Glioblastoma (GBM) is the most common and malignant primary brain tumor with a median survival time of 12-15 months. Surgical resection followed by radiation and chemotherapy provides initial relief, but a subpopulation of tumor cells typically resists or evades therapy leading to tumor recurrence. GBM is characterized by a diffuse, infiltrative pattern of spread, with cells slowly crossing the hyaluronic acid (HA)-rich parenchyma towards vascular beds, where the linear structure of vasculature combined with local chemotactic and haptotactic gradients promote rapid, perivascular dissemination. While this process is well understood, the mechanisms that control the transition between intraparenchymal and perivascular invasion are not. The transmembrane receptor CD44 is a prime candidate for mediating this transition. CD44 is strongly enriched in the most invasive tumor cells and directly facilitates invasion by intracellular cytoskeletal binding and extracellular engagement of HA. Despite the acknowledged importance of CD44 as a mechanistic driver and potential therapeutic target, CD44-based motility, particularly in context of changing ECM cues, remains poorly understood.! The overall goal of this proposal is to investigate biophysical mechanisms through which CD44 channels HA-dependent signals to the cytoskeleton to regulate the transition between intraparenchymal and perivascular invasion.

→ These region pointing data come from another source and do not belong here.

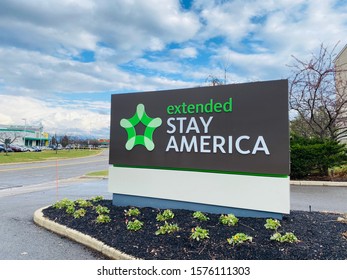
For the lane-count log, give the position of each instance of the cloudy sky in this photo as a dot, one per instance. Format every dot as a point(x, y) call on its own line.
point(60, 60)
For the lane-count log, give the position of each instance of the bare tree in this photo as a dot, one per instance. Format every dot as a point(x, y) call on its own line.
point(7, 139)
point(318, 93)
point(214, 81)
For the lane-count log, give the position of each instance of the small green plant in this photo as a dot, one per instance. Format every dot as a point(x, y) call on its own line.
point(70, 210)
point(83, 203)
point(97, 198)
point(229, 220)
point(200, 216)
point(166, 215)
point(132, 212)
point(239, 238)
point(134, 225)
point(102, 210)
point(64, 203)
point(167, 229)
point(199, 233)
point(272, 224)
point(103, 219)
point(79, 213)
point(287, 237)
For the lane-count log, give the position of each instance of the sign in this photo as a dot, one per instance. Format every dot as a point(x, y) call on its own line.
point(239, 129)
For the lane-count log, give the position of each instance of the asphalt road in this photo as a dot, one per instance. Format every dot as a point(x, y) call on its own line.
point(21, 239)
point(24, 188)
point(19, 175)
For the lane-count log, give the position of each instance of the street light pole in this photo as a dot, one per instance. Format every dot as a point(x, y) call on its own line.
point(25, 129)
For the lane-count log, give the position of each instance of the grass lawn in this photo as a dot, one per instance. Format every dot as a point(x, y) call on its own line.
point(44, 155)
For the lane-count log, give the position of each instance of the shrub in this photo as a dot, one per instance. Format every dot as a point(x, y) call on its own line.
point(102, 210)
point(200, 216)
point(229, 220)
point(199, 233)
point(167, 229)
point(287, 237)
point(97, 198)
point(103, 219)
point(166, 215)
point(79, 213)
point(314, 155)
point(239, 238)
point(272, 224)
point(83, 203)
point(70, 209)
point(134, 225)
point(132, 212)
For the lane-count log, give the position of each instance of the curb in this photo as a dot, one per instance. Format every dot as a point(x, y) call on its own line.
point(79, 237)
point(319, 183)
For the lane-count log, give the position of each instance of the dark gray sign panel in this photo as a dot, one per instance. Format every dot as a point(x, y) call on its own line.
point(232, 128)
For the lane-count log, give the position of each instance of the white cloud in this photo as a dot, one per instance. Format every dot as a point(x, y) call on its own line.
point(188, 52)
point(146, 45)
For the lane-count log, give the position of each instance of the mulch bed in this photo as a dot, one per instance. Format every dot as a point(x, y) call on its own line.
point(321, 236)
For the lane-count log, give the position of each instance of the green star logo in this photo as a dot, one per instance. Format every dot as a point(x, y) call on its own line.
point(151, 125)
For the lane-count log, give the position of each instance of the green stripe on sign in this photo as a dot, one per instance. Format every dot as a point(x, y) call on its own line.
point(206, 171)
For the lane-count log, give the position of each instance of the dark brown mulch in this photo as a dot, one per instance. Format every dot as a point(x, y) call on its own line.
point(320, 235)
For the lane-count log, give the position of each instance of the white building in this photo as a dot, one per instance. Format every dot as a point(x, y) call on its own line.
point(24, 135)
point(341, 89)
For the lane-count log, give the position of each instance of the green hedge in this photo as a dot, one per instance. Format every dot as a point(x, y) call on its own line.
point(315, 156)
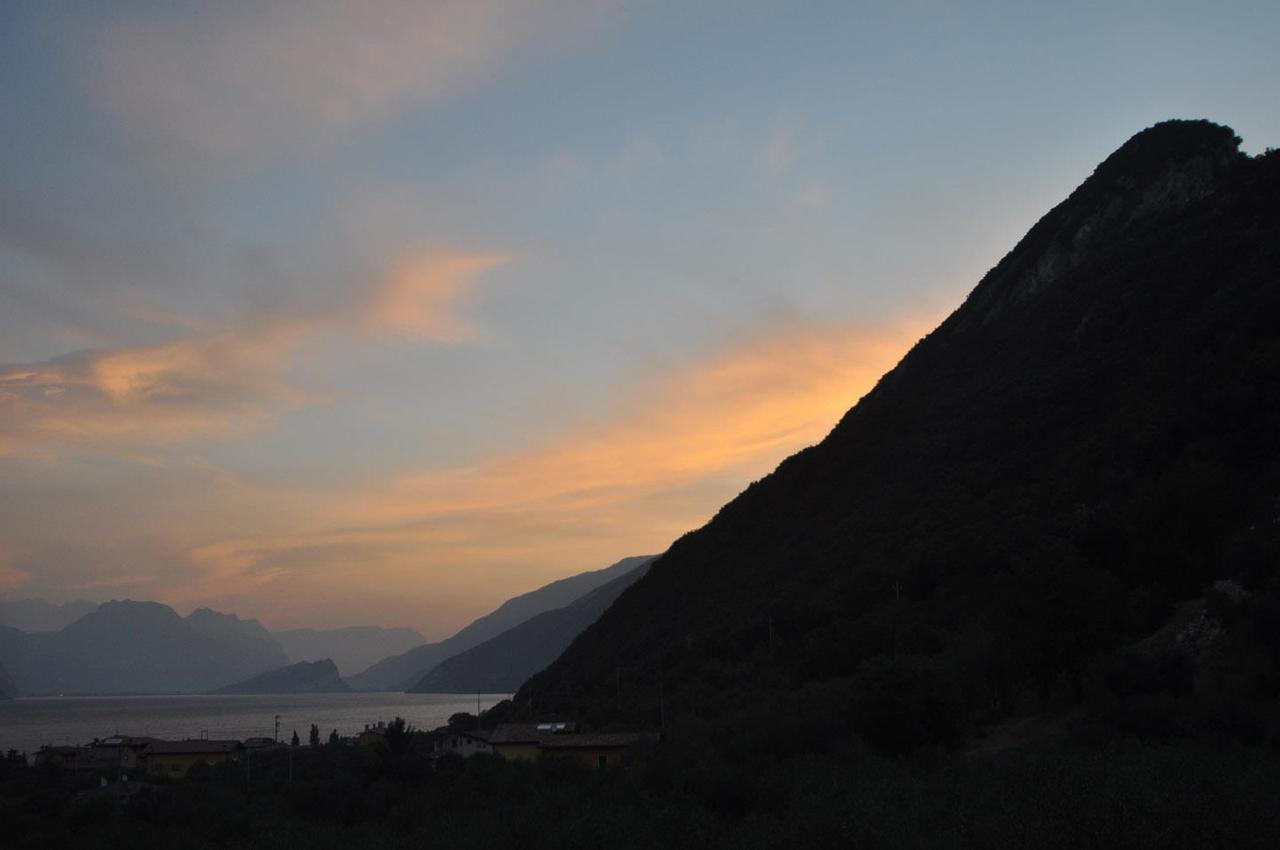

The first aim i s to investigate the influence of CD44-cytoskeletal interactions on invasion using GBM culture models combined with motility assays, biomaterial platforms, and ex vivo brain slice models. The following hypotheses will be tested: 1) that the cytoskeletal binding domain of CD44 is important in 3D invasion through the parenchyma, but that this role diminishes as integrin binding sites increase in availability; 2) that CD44-cytoskeletal interactions slow cell migration along basal lamina interface by increasing interaction with the parenchyma. While initial studies will leverage existing invasion paradigms, a significant challenge in dissecting GBM invasion is that these standard platforms do not recapitulate the three-dimensional structure and architecture of extracellular matrix in the brain. Thus, the second aim is to engineer novel 3D models of the perivascular niche to study vascular homing, which will be used to test the hypothesis that CD44 synergizes with biophysical signals from endothelial cells to increase vascular homing and facilitate the transition to vascular invasion. This work will produce new insight into how CD44 acts through the cytoskeleton to drive GBM invasion and result in an innovative new perivascular niche model that will help the field investigate GBM invasion.
Glioblastoma (GBM) is a highly malignant primary brain cancer with a devastating two-year survival rate of 3-5%. GBM is characterized by a diffuse, infiltrative pattern of spread, with cells invading slowly through the parenchyma and then rapidly along microvasculature Here, we propose to investigate the mechanisms mediating a transition from parenchymal to vascular invasion and, in the process, develop innovative new 3D culture platforms to help the field investigate GBM invasion.